Hash local / remotomd5 arquivo / ssh -i ~/.ssh/id_ed25519 -p 8022 u0_aXXX@IP "md5sum ~/newsdigest/arquivo"
Wake-locktermux-wake-lock
Subir o painelcd ~/server-box && node server.js
Depuração sem fio (Android 11+)adb pair IP:portaadb connect IP:porta
Depuração via cabo (Android velho)adb tcpip 5555adb connect IP:5555

Troubleshooting (o que é seu)

Se der problema, a maior parte é física — o resto o agente resolve.

ProblemaCausa provávelSolução
Painel mostra modelo antigo ou genéricoVersão antiga do server-box ou página em cacheNo aparelho, rode cd ~/server-box && git pull --ff-only e peça ao agente para reiniciar o painel; depois recarregue a página
Bateria aparece como “sem leitura”Android não expõe o sysfs ou Termux:API não está instaladopkg install termux-api e termux-battery-status; se o comando responder, reinicie o painel
SSH não conectaIP do aparelho mudouReserve IP fixo no roteador; confira com ip addr
SSH pede senhaChave não copiadassh-copy-id -i ~/.ssh/id_ed25519.pub -p 8022 u0_aXXX@IP de novo
Script para sozinhoDoze do Androidtermux-wake-lock; carregador plugado; permissões Samsung
termux-wake-lock falhaApp Termux:API não abertoAbra o app uma vez e rode de novo
F-Droid não instala o APKDownload/permite desconhecidosHabilite "Instalar apps desconhecidos" pro navegador
Cron roda na hora erradaFuso/hora erradosAjuste hora e fuso nas configurações do aparelho
Armazenamento cheioLogs e pacotes acumuladospkg clean; apague logs antigos; df -h
Bateria inchadaBateria velhaTroque ou descarte — risco de incêndio
Sem depuração sem fioAndroid abaixo do 11Use o caminho do cabo (adb tcpip 5555)

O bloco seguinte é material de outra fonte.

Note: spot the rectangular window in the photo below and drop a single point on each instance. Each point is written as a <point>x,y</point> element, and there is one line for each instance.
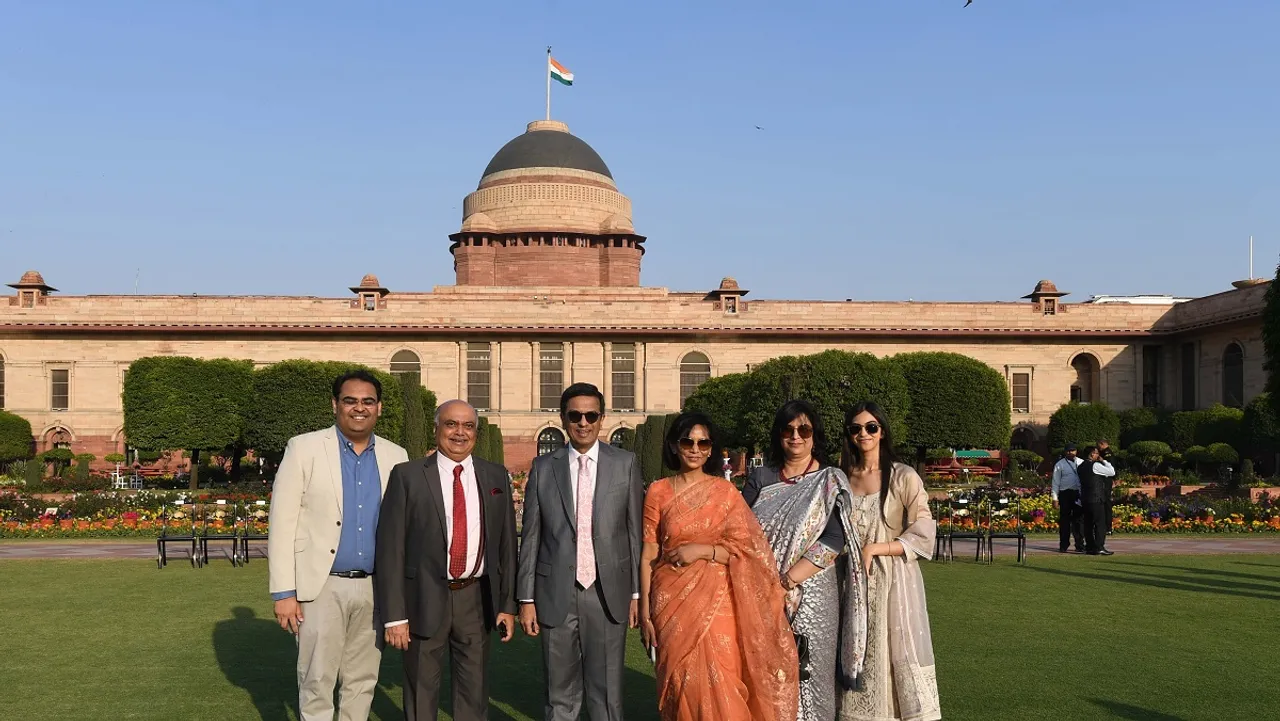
<point>551,375</point>
<point>1151,377</point>
<point>624,377</point>
<point>60,389</point>
<point>1022,392</point>
<point>1189,366</point>
<point>478,375</point>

Dica de ouro: ps aux | grep <nome> (o processo está vivo?) e tail -f <arquivo>.log (o que ele imprimiu antes de morrer?) resolvem metade dos casos.

FAQ

Pode usar outro Android? Sim. O J5 Prime é o aparelho usado neste guia, não uma configuração obrigatória. O painel identifica o modelo automaticamente.

Preciso trocar o modelo no painel? Não. O nome vem do próprio Android. Se aparecer um modelo antigo, atualize o server-box e recarregue a página.

A bateria não apareceu. O servidor deu errado? Não. A bateria é uma métrica opcional. Instale o app Termux:API e o pacote termux-api; se o Android continuar sem expor a informação, o restante do painel segue funcionando.

E iPhone? Complicado — o iOS não tem Termux. Se for pra fazer isso, Android.

Precisa de root? Não. Nada deste guia exige root.

Quanto custa por mês? Praticamente nada. É o custo de um carregador na tomada — centavos de conta de luz, que ninguém sente. Contra os R$ 30+ de um VPS ou o gasto de deixar um computador ligado 24/7, é de graça.

Dá pra rodar o quê? Tudo que for leve e autônomo: bot de Telegram, monitor de uptime, digest de RSS, scraper leve, API de teste, webhook. Se é leve e fica esperando, roda.

E se eu não tiver agente de IA? O apêndice acima tem os comandos essenciais — dá pra fazer na mão, no ritmo que for.